FIX covered call positions are structurally neutral to slightly bullish; the modeled P&L assumes European-style exercise at expiration and ignores early assignment, transaction costs, dividends paid before expiry on the stock leg (when present), and the bid-ask spread on the listed chain. FIX positions also carry Industrials sector concentration risk; news flow inside the sector (peer earnings, regulatory shifts, supply-chain headlines) can move FIX alongside the broader basket even when FIX-specific fundamentals are unchanged. Short-premium structures like a covered call on FIX carry tail risk when realized volatility exceeds the implied move; review historical FIX earnings reactions and macro stress periods before sizing. Always rebuild the position from current FIX chain quotes before placing a trade.
Frequently asked questions
- What is a covered call on FIX?
- A covered call on FIX is the covered call strategy applied to FIX (stock). The strategy is structurally neutral to slightly bullish: A covered call pairs long stock with a short out-of-the-money call, collecting premium and capping upside above the short strike in exchange for income. With FIX stock trading near $1,983.81, the strikes shown on this page are snapped to the nearest listed FIX chain strike and the premiums come straight from the end-of-day bid/ask midpoint.
- How are FIX covered call max profit and max loss calculated?

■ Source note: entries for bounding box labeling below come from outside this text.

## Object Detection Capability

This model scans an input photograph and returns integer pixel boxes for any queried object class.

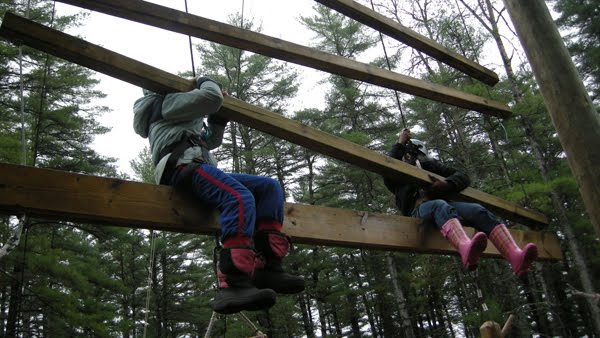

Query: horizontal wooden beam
[316,0,499,86]
[0,163,562,260]
[0,13,548,228]
[52,0,512,118]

- Max profit equals short-strike minus cost basis plus premium times 100; max loss is cost basis minus premium (at zero). Breakeven is cost basis minus premium. For the FIX covered call priced from the end-of-day chain at a 30-day expiry (ATM IV 59.70%), the computed maximum profit is $19,874.00 per contract and the computed maximum loss is -$188,125.00 per contract. Live intraday quotes will differ as the chain moves through the trading session.
- What is the breakeven for a FIX covered call?

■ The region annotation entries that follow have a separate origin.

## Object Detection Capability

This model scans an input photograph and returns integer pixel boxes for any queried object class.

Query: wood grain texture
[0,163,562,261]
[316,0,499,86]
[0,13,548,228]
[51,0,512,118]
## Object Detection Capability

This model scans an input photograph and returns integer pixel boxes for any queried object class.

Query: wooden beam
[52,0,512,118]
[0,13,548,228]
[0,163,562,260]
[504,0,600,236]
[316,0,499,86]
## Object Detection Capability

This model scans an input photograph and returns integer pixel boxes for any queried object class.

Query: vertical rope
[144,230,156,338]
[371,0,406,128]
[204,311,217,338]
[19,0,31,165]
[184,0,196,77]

- The breakeven for the FIX covered call priced on this page is roughly $1,881.26 at expiration, derived from end-of-day chain premiums. Breakeven is the underlying price at which the strategy's P&L crosses zero ignoring transaction costs and assignment risk. The current FIX market-implied 1-standard-deviation expected move is approximately 17.12%; if the move sits well outside the breakeven distance, the structure's risk-reward becomes correspondingly tighter.
- When should you consider a covered call on FIX?
- Covered calls on FIX are an income strategy run on existing FIX stock positions; traders typically sell calls at 25-35 delta with 30-45 days to expiration to balance premium against upside cap.
- How does current FIX implied volatility affect this covered call?
- FIX ATM IV is at 59.70% with IV rank near 59.58%, which is mid-range against its 1-year history. Strategy selection depends more on directional thesis and expected move than on a strong IV signal.